CloudMine isn’t in the business of coaxing the sleeping dinosaurs of the telecom industry to suddenly make moves toward returning to their glory days of innovation. Instead, the company’s products aim to take the pain out of app development for every platform. Its services are robust enough take on enterprise customers while remaining easy to use for even one-man shops, and that is getting the attention of Fortune 500 companies that want a sure bet before investing millions of dollars into research and development. A fortunate side effect of the company’s services is that enterprise level companies that are afraid to deal with big data now have the means to do so.
CloudMine, a back-end-as-a-service for mobile and web applications, has come out of beta and is launching version 1.0 of its platform. Built to support the needs of developers with data and computationally intense applications, the CloudMine backend is helping massive slow moving companies like the telcoms build new apps that are built to scale.
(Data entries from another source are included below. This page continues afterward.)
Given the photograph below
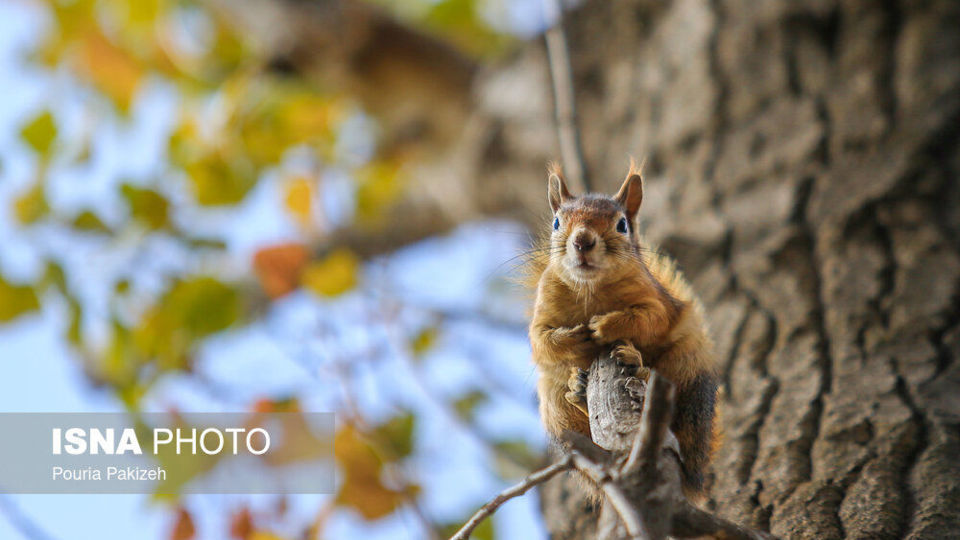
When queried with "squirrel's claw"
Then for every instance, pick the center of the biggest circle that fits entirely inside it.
(577, 383)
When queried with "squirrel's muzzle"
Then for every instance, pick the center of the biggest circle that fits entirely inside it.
(584, 241)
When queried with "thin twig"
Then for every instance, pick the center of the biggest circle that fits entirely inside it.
(564, 103)
(615, 496)
(533, 479)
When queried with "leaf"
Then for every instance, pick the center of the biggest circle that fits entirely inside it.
(146, 206)
(362, 488)
(466, 405)
(278, 268)
(241, 524)
(16, 300)
(459, 21)
(298, 199)
(190, 310)
(183, 528)
(90, 222)
(378, 185)
(111, 69)
(218, 183)
(31, 205)
(424, 340)
(333, 275)
(265, 535)
(40, 132)
(484, 531)
(397, 435)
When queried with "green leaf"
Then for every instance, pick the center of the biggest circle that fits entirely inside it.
(16, 300)
(40, 132)
(146, 206)
(397, 435)
(191, 310)
(90, 222)
(424, 340)
(484, 531)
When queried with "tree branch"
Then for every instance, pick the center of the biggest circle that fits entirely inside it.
(533, 479)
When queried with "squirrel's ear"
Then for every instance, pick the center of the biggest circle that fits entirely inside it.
(631, 193)
(557, 192)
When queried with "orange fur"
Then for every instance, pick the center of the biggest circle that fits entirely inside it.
(616, 292)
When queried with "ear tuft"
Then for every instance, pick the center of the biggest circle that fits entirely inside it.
(557, 192)
(631, 192)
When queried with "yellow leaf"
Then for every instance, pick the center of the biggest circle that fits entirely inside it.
(31, 205)
(334, 275)
(361, 488)
(278, 268)
(378, 185)
(146, 206)
(298, 199)
(111, 69)
(264, 535)
(16, 300)
(424, 339)
(40, 132)
(217, 183)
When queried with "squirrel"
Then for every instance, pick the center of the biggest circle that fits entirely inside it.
(599, 288)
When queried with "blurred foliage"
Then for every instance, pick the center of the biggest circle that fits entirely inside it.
(237, 125)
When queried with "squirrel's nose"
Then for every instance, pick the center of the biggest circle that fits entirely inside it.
(584, 242)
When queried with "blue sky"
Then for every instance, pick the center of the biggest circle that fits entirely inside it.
(278, 356)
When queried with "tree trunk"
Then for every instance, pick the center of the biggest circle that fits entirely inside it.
(802, 164)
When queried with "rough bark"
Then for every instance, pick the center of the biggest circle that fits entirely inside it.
(802, 165)
(803, 168)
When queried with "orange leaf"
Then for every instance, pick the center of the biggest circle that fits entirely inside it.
(183, 529)
(278, 268)
(362, 488)
(241, 524)
(109, 68)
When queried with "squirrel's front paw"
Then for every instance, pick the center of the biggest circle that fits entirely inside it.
(605, 328)
(627, 354)
(577, 383)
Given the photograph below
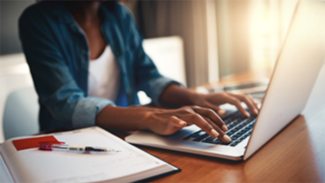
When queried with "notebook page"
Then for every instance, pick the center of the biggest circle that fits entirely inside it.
(33, 165)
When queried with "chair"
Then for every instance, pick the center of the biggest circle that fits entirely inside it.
(20, 116)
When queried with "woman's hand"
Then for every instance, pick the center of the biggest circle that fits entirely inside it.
(176, 95)
(166, 122)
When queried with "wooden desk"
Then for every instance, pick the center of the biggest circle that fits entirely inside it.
(296, 154)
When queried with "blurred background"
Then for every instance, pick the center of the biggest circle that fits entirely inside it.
(218, 37)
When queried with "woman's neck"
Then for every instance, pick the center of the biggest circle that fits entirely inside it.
(84, 12)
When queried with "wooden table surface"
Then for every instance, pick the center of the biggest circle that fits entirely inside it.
(296, 154)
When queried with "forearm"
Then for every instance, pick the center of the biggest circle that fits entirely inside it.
(176, 95)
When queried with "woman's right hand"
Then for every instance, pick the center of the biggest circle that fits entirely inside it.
(166, 122)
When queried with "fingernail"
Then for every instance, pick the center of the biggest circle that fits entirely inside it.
(215, 133)
(227, 138)
(255, 110)
(224, 128)
(221, 112)
(183, 123)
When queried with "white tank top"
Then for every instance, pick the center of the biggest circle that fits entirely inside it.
(104, 76)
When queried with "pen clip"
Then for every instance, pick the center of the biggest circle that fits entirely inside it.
(47, 145)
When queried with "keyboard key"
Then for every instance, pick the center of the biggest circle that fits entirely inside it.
(199, 138)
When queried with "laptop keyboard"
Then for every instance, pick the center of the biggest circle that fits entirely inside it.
(239, 128)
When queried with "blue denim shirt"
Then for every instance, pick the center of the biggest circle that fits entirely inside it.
(57, 53)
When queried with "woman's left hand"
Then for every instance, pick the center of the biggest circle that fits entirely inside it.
(213, 101)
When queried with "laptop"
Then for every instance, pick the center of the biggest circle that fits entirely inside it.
(294, 75)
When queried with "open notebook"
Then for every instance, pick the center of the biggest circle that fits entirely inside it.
(129, 165)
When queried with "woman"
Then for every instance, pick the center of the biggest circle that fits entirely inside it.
(62, 41)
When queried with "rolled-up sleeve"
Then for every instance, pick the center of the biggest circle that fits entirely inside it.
(147, 75)
(56, 87)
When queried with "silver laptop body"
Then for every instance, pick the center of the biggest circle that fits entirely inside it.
(295, 73)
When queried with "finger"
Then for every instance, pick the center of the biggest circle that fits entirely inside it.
(175, 121)
(249, 102)
(234, 101)
(211, 115)
(204, 125)
(222, 135)
(217, 109)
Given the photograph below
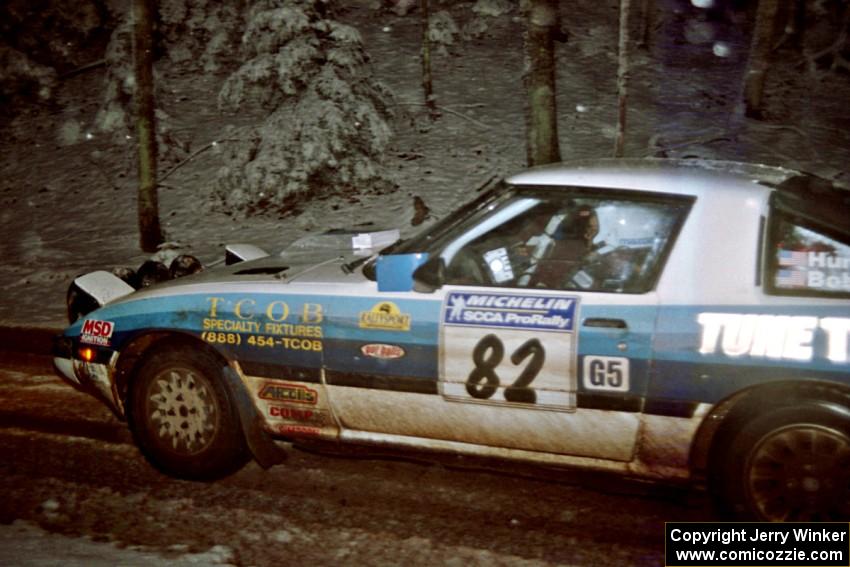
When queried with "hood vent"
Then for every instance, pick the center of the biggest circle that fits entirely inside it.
(260, 270)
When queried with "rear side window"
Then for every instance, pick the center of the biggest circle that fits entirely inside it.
(806, 259)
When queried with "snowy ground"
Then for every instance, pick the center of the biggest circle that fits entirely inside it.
(67, 202)
(25, 545)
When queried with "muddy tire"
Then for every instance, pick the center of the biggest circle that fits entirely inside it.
(790, 464)
(183, 416)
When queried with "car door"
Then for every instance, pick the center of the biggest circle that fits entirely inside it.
(533, 347)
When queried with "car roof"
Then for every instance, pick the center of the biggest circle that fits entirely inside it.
(676, 176)
(796, 192)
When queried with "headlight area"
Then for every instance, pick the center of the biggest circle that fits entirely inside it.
(89, 367)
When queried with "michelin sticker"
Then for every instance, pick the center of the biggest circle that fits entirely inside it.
(509, 349)
(533, 312)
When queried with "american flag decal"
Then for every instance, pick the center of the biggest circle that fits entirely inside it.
(792, 258)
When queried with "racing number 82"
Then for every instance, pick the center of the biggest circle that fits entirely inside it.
(483, 381)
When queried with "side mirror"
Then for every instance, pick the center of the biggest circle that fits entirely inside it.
(430, 276)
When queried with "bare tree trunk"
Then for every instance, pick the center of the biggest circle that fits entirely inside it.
(427, 86)
(150, 232)
(541, 112)
(622, 78)
(647, 8)
(759, 61)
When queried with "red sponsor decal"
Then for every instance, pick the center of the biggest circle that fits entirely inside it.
(299, 430)
(289, 393)
(296, 414)
(379, 350)
(96, 332)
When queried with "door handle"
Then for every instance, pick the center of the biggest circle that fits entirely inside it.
(607, 323)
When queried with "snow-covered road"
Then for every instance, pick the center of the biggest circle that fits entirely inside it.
(69, 467)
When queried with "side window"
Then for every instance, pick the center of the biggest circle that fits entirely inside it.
(807, 261)
(566, 241)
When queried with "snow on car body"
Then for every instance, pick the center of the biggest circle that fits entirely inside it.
(666, 319)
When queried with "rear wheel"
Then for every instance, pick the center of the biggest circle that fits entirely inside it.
(183, 416)
(791, 464)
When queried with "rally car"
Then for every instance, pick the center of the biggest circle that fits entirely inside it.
(666, 319)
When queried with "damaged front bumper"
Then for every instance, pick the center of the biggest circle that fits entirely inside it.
(89, 368)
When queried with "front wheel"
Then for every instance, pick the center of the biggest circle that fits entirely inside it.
(183, 417)
(791, 464)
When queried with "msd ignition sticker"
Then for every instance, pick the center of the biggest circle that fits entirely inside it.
(509, 349)
(96, 332)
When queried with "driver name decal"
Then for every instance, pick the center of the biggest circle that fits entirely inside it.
(529, 312)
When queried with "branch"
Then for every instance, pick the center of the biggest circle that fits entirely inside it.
(450, 111)
(87, 67)
(194, 154)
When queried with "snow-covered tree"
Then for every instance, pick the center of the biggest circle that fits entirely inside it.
(328, 122)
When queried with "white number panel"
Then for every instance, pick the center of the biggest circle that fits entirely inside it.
(509, 349)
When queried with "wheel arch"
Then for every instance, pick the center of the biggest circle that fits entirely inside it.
(729, 415)
(140, 346)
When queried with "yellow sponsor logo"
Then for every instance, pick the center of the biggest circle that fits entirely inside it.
(385, 316)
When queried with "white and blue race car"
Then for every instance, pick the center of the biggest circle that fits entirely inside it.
(664, 319)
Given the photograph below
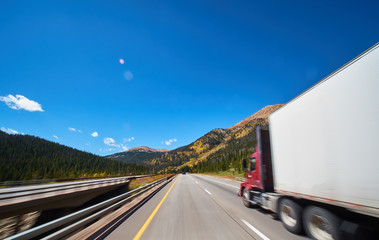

The company offers a platform that allows companies to save time and money thanks to two specific use cases. Companies can use CloudMine to unlock legacy data that can be easily reused via a new mobile app. CloudMine also allows developers to build apps on any platform without having to build the backend from scratch. CloudMine CEO Brendan McCorkle notes that enterprise level customers like telecoms are especially well suited to use CloudMine for rapid prototype development. When these companies use CloudMine as the backend, they are more likely to score a big deal because they are coming into the meeting with a working demo. McCorkle adds, “an app is more completing when it works. Plus, if anyone bites and they sell the product, CloudMine can handle the deployment. The app is already built for real, and CloudMine can take it from there.”
The company is now running more than 1,500 apps on its platform, which supports iOS, Android, Windows, HTML5, and more. CloudMine’s backend infrastructure takes care of problems with scaling and outages that can cause major problems when companies are hit with unexpected traffic and data problems.
“What happens if I get 10,000 requests at the same time as a developer? What if there is an earthquake in Virginia that makes the app go down because the data center is affected?” asked McCorkle, referring to an incident with Amazon’s EC2 serve last year that caused many of the web’s beloved apps to all go down at the same time. CloudMine handles potential issues like this before they even arise so that a company’s development team can focus on making a better product on the front end for users.